The Decline of Devil Worship
The year was probably 1983. I, a 13-year-old rocker (or "freak" as we were known at my place of schooling), with frosted hair combed and sprayed into wings and a quarter inch of black liner beneath each eye, shuffled through the Target checkout line after my mom, who was likely slightly blitzed at the time. She paid for her stuff and I somewhat boldly but with no small amount of trepidation placed Ozzy Osbourne's "Diary of a Madman" LP (shown) onto the familiar red counter, fully prepared to pay all my week's babysitting wages for the thing. The checkout girl, who was probably only a few years older than me but considerably more mainstream in her level of conformity gawked at the tattered, blood-spattered Englishman on the cover, then at me, then at my mom, all in disgust. A sense of delicious rebellion flooded through me, multiplying with every second she disliked the album, and myself for buying it.

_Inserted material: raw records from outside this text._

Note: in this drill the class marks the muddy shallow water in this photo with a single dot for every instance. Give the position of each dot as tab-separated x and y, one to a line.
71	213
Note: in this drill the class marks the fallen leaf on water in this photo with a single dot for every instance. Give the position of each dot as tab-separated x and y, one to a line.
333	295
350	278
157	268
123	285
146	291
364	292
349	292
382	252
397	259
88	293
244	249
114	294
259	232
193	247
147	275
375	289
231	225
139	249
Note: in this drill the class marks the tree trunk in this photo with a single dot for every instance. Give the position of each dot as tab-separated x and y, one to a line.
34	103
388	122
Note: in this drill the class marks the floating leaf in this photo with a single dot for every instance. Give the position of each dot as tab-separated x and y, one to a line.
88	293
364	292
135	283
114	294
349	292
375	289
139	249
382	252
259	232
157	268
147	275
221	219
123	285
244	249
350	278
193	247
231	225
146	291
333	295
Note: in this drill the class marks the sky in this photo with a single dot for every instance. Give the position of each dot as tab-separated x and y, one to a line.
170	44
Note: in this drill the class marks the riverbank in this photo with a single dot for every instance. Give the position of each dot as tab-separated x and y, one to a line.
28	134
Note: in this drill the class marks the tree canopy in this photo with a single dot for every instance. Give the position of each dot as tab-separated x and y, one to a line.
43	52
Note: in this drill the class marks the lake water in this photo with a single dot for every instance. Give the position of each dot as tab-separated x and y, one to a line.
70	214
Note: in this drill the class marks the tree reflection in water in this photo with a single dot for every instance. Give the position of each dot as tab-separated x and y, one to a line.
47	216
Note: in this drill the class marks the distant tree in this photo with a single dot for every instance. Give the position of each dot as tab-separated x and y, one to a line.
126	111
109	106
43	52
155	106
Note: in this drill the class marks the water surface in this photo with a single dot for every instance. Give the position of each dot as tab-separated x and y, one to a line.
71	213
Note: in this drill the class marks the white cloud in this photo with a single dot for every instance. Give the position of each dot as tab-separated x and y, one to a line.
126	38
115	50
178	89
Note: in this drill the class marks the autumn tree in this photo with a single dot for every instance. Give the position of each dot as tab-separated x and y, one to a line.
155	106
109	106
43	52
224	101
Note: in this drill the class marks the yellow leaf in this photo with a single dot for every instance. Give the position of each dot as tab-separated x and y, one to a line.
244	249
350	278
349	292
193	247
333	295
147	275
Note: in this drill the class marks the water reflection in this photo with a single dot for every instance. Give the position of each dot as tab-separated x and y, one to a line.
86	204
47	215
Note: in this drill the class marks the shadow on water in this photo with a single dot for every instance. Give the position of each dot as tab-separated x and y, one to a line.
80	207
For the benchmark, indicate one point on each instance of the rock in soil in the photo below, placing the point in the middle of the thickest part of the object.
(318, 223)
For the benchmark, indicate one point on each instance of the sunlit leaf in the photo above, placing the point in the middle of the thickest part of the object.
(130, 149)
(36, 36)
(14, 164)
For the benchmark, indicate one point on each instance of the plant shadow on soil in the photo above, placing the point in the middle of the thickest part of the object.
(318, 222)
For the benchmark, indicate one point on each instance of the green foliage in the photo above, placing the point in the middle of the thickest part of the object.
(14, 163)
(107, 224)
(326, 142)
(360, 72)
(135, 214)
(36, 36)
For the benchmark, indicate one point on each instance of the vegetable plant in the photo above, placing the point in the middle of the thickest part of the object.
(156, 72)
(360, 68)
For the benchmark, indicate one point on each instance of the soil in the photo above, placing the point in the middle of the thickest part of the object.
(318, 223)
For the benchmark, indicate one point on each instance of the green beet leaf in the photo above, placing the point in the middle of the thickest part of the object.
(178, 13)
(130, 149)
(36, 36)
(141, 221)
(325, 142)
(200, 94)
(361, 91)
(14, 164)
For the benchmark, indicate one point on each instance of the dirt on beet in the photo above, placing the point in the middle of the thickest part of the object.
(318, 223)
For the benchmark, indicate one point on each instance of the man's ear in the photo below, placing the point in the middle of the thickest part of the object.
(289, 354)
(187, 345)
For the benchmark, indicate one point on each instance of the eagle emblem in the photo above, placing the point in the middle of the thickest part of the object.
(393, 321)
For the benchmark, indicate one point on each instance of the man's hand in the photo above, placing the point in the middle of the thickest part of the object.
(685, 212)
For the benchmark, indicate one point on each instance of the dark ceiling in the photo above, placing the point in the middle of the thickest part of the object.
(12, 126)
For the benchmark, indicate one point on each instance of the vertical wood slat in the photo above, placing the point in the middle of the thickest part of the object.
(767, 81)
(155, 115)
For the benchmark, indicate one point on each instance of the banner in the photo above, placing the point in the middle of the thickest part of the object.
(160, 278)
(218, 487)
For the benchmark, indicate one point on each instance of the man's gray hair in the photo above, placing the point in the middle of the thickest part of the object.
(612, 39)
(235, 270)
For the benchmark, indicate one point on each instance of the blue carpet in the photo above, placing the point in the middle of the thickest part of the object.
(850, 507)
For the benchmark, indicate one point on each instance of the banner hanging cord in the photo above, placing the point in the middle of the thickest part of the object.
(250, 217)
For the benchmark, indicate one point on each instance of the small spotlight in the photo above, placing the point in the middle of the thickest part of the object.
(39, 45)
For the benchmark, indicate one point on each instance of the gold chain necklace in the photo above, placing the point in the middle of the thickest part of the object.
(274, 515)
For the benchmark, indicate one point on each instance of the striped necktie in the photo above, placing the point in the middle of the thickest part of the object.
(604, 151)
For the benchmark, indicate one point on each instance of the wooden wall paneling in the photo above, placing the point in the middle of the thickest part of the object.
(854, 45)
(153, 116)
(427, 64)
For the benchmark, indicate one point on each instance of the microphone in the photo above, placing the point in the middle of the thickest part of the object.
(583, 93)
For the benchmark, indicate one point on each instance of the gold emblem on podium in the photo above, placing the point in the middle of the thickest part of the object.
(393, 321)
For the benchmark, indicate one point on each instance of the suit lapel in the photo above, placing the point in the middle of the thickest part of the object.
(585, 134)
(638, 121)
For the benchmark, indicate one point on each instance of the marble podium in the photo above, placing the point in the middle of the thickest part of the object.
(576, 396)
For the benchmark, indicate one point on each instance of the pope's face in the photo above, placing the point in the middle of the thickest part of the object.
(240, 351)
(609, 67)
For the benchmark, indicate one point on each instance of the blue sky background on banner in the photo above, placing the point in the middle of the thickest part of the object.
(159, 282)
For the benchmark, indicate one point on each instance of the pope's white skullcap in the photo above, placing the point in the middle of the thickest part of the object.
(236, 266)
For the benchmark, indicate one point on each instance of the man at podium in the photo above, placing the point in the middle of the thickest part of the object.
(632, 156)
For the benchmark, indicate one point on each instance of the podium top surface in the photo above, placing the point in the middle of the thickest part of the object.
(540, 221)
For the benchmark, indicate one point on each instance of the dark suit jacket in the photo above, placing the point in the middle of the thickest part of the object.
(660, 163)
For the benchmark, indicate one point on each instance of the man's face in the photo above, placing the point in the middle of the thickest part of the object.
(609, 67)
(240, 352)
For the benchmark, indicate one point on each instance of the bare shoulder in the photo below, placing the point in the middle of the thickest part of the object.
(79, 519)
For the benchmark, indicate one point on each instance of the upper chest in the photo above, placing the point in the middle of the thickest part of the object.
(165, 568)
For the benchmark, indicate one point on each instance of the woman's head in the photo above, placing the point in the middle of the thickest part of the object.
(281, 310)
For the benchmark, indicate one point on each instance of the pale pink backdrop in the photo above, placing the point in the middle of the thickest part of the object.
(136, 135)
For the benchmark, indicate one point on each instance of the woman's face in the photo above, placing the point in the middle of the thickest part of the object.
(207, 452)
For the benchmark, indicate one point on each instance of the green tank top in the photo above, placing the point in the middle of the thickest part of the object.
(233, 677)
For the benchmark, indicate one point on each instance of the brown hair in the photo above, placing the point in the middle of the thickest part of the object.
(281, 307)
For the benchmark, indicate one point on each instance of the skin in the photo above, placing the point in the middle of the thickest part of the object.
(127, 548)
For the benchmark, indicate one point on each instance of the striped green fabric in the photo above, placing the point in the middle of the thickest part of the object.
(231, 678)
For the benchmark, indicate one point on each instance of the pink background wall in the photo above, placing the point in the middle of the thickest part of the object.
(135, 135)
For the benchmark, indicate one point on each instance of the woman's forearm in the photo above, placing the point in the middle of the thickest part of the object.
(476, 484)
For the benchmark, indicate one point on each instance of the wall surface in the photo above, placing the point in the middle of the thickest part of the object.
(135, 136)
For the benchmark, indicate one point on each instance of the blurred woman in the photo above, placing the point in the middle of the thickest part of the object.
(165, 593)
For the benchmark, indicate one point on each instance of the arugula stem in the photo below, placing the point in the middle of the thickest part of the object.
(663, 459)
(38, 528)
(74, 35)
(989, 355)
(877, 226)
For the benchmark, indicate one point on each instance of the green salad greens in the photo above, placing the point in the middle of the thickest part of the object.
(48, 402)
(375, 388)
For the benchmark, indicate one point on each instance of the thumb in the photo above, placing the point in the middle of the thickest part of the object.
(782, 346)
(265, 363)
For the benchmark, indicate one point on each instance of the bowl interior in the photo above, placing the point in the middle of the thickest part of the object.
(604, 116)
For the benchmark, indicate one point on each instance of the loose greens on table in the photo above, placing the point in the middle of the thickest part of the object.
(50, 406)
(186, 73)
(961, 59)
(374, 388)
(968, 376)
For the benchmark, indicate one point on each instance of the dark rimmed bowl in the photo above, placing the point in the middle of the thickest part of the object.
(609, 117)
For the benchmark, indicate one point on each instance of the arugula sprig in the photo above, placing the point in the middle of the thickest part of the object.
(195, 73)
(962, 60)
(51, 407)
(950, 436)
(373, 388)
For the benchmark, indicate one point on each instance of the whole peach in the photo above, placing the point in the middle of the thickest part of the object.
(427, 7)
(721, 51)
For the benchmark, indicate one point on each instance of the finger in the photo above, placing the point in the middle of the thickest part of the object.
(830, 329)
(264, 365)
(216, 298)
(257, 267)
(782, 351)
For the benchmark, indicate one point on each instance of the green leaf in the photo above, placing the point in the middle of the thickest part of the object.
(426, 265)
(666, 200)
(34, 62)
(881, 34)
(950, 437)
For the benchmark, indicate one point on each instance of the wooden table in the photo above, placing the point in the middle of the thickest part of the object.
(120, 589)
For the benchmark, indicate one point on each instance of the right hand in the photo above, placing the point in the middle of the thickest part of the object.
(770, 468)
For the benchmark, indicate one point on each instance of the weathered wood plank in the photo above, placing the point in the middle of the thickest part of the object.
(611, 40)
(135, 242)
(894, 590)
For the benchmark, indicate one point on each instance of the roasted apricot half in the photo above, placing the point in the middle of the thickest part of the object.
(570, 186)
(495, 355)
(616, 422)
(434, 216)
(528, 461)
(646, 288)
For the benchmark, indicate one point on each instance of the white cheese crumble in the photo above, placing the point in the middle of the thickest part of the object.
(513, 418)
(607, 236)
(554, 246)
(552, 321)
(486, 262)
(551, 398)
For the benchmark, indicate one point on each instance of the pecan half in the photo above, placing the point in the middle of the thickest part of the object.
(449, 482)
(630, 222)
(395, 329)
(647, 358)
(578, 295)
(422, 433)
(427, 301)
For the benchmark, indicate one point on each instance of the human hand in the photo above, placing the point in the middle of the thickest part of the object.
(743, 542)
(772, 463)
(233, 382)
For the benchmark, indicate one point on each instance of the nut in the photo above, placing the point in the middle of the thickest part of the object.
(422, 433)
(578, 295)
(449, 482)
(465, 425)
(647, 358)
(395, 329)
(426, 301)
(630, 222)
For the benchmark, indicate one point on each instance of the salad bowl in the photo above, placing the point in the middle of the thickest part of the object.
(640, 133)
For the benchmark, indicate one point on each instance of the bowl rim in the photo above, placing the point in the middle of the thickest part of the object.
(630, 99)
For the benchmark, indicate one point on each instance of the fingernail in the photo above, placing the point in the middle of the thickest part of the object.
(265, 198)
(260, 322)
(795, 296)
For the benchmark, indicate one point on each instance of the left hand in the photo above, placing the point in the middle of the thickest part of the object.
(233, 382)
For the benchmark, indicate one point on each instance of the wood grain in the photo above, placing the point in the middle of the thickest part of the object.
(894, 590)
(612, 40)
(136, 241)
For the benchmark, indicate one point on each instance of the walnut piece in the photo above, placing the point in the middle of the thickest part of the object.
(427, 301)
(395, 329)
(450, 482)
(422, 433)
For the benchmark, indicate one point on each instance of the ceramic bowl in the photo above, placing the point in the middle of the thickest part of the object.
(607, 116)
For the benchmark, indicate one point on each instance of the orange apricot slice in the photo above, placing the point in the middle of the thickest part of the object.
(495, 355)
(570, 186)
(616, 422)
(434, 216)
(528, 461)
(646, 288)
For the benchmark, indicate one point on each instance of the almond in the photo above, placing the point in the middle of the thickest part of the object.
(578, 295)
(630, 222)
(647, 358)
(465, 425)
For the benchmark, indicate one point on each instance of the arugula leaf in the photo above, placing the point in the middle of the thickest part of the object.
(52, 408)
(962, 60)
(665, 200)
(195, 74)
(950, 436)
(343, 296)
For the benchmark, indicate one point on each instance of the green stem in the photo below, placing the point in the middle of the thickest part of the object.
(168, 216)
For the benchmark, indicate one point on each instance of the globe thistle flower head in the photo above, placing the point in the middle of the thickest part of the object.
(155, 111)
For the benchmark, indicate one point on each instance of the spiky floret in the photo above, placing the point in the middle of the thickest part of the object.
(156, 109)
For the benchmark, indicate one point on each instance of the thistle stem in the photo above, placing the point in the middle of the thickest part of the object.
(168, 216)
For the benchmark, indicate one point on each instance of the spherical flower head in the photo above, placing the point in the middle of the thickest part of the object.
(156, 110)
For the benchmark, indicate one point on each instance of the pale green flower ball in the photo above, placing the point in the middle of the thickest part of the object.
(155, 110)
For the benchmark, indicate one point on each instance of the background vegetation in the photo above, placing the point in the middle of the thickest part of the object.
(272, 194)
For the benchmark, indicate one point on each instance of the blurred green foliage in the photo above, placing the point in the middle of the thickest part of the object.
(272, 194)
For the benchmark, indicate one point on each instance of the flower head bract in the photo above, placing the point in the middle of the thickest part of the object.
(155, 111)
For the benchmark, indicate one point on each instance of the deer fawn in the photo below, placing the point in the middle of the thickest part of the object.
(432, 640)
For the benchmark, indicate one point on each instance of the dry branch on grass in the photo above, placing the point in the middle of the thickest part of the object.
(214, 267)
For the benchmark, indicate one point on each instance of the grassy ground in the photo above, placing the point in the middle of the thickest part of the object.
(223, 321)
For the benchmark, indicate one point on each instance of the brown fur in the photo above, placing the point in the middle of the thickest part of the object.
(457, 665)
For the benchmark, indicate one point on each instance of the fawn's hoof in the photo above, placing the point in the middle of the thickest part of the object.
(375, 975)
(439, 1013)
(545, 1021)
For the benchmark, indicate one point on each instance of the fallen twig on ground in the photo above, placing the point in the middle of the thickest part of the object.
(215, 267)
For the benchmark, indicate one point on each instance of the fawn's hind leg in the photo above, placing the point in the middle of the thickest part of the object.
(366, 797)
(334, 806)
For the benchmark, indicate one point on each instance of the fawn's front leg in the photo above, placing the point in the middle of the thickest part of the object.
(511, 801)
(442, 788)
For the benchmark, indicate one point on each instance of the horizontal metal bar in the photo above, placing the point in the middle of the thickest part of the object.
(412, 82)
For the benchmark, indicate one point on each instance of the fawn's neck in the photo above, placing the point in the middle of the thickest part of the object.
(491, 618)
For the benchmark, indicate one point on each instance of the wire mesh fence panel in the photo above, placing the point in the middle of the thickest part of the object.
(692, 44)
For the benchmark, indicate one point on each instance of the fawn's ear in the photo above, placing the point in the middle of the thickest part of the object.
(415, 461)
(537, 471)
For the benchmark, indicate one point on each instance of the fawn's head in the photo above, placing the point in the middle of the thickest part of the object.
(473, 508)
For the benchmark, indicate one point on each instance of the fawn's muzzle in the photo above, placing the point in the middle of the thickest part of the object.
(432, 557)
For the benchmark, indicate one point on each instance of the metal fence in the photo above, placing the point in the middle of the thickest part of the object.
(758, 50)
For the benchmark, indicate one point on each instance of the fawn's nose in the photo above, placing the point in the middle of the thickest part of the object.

A short time later, my father (who may well have been on the doob that fine day) offered to get me something I wanted at the mall. Passing up the clothes and makeup, I went right for Motley Crue's "Shout at the Devil" album, which sported a simple matte black cover, undecorated except for the red lettering of the band's name and an inverted pentagram, done in a shiny clear coat so that it was invisible unless you tilted the cover just right. My father noticed that, but didn't stop me from buying it. It may not have been good parenting, but it certainly fueled my young musical fire.
Both of these albums had, at least as a theatrical ingredient, the presence and possibility of devil worship behind and within them. Count the sinister elements on that DoaM cover: inverted cross, insane kid, dead ravens, black cats, red candles, some evil spell in a runic hand posted on the wall, spiderwebs, bloodstained Englishmen... and the list goes on. Now, we look at this and find it ridiculous, but back then, particularly in the Bible Belt burbs, there was a suspicion that it might actually be real. These musicians might actually be in league with the devil, and if you listened, you might be too. It was something akin to the creeping suspicion you feel on Halloween night as a kid. That's probably a shadow, but if I linger here, it will turn into a vampire.
Of course, I took a typically teenage position of justifying this possible alliance with dark forces as not really all that bad. Motley Crue were saying, "Shout AT the Devil" not shout WITH him, and Ozzy's upside-down crosses were, um, well.... ok, I didn't have a good justification for that. I did attend an Ozzy show where a church group demonstrated with a giant cross outside and picketed the place. Can't say as it made me change my evil rock 'n' roll listening ways, though. I seem to recall shouting back at them as we passed.
Though there's even more insidious music and stage shows going on now (i.e. Marilyn Manson parading in tits and creepy contacts, and bands like Cradle of Filth making videos for their atonal wailings that leave a taste like dead flies in your mouth and Cookie Monster-like vocals ringing in your ears), no one thinks twice about accusing them of actual worship of Satan. Hell, Tenacious D have even made a career out of demon nostalgia.
The question is, were we paranoid then, or oblivious now? Satan could still be walking amongst us, propping up Justin Timberlake's career with no one being the wiser. Why? Just because we've stopped paying attention to him.